THOR: A Non-Speculative Value Dependent Timing Side Channel Attack Exploiting Intel AMX
Farshad Dizani, Azam Ghanbari, Joshua Kalyanapu, Darsh Asher, Samira Mirbagher Ajorpaz
TL;DR
The paper identifies a non-speculative, value-dependent timing side-channel in Intel AMX that leaks neural network weight sparsity without requiring access to outputs or privileged state. It develops Thor, a PoC attack that reverse-engineers the Tile Matrix Multiply unit and leverages a threshold-based timing analysis with vector scoring to infer zero vs non-zero weights for $64$ input elements, achieving this within $50$ minutes and at a leakage rate of $R_{Thor}=76.8$ bits/hour.
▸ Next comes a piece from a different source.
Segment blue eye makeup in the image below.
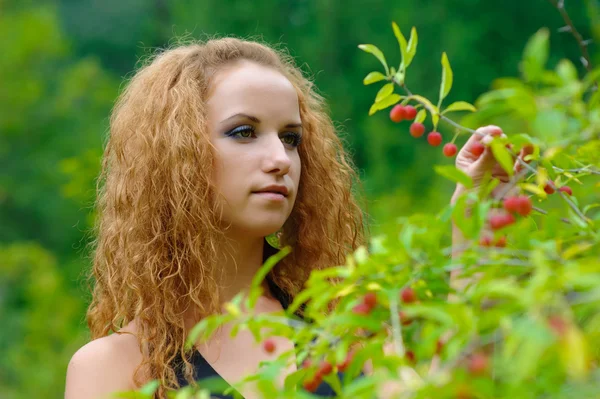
[225,125,302,148]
Thor outperforms prior microarchitectural side-channel attacks (e.g., Hertzbleed, Collide+Power) and remains effective even when DVFS is disabled or SGX is used, indicating a substantial ML privacy risk in accelerator-rich environments. The authors propose a micro-code–level defense to keep AMX in a Warm state, albeit with measurable power and performance penalties, underscoring the need for robust mitigations as AI workloads increasingly rely on on-chip accelerators.
Abstract
The rise of on-chip accelerators signifies a major shift in computing, driven by the growing demands of artificial intelligence (AI) and specialized applications. These accelerators have gained popularity due to their ability to substantially boost performance, cut energy usage, lower total cost of ownership (TCO), and promote sustainability. Intel's Advanced Matrix Extensions (AMX) is one such on-chip accelerator, specifically designed for handling tasks involving large matrix multiplications commonly used in machine learning (ML) models, image processing, and other computational-heavy operations. In this paper, we introduce a novel value-dependent timing side-channel vulnerability in Intel AMX. By exploiting this weakness, we demonstrate a software-based, value-dependent timing side-channel attack capable of inferring the sparsity of neural network weights without requiring any knowledge of the confidence score, privileged access or physical proximity. Our attack method can fully recover the sparsity of weights assigned to 64 input elements within 50 minutes, which is 631% faster than the maximum leakage rate achieved in the Hertzbleed attack.